Generally, when a taxpayer sells real or personal property and experiences a gain on the sale, the taxpayer will be required to pay tax on the gain. A like-kind exchange under Section 10-31 of the Internal Revenue Code (the “IRC”) is an exception to this general rule. In a like-kind exchange, the IRS allows a taxpayer to sell investment property (the “Relinquished Property”), which can be either real or personal property, and re-invest the proceeds in a similar investment property (the “Replacement Property”) without having to pay taxes on any gain associated with the sale of the Relinquished Property. Importantly, the un-recognized tax is not forgiven by the IRS, but rather is deferred to be paid at a later taxable transaction. To defer the tax on all of the gain from the sale of the Relinquished Property, the Replacement Property (or properties) must be of at least equal value to the Relinquished Property. Additional cash that remains after the acquisition of the Replacement Property will be taxed.
Tax-deferred treatment is only available for the exchange of investment property. A taxpayer’s personal residence or property maintained for personal use will not be eligible. Additionally, property held for the purpose of resale will be considered inventory and will not qualify for a like-kind exchange. Developers that flip real-estate properties will not meet the requirements for a like-kind exchange because the intent is to re-sell the property rather than hold it for investment purposes.
A basic like-kind exchange (also known as a forward exchange) transaction must meet several requirements in order to qualify for tax-deferred treatment under Section 10-31 of the IRC:
The properties to be exchanged must be of a like-kind. This like-kind requirement is based on the nature and character of the property. A taxpayer will not, for example, be permitted to exchange equipment for an undeveloped parcel of land. Exchanges of real property will be considered of a like-kind regardless of whether the properties are used for similar purposes.
A like-kind exchange requires the same taxpayer to be on both sides of the transaction. Accordingly, title to the Relinquished Property and the Replacement Property must mirror one another.
A taxpayer is not required to simultaneously swap the Relinquished Property and the Replacement Property. Rather, a taxpayer has up-to 45 days to identify the Replacement Property. A taxpayer may identify 3 properties for the Replacement Property without concern to value. The taxpayer may identify more than 3 properties, but the total value of such properties may not exceed 200% of the value of the Relinquished Property. The entire transaction must be completed within 180 days from the closing of the Relinquished Property.

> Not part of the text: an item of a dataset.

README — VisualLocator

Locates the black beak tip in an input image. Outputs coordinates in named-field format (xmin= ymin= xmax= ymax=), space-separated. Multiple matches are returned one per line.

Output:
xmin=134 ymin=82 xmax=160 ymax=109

Except in rare circumstances where a taxpayer simultaneously swaps the Relinquished Property for the Replacement Property, the IRC prohibits the taxpayer from completing a like-kind exchange through a direct transfer. In most cases, the exchange must be completed through an un-related third-party who facilitates the transaction, known as a qualified intermediary. A qualified intermediary can acquire and transfer title for both the Relinquished Property and the Replacement Property to avoid the taxpayer partaking in a direct transfer.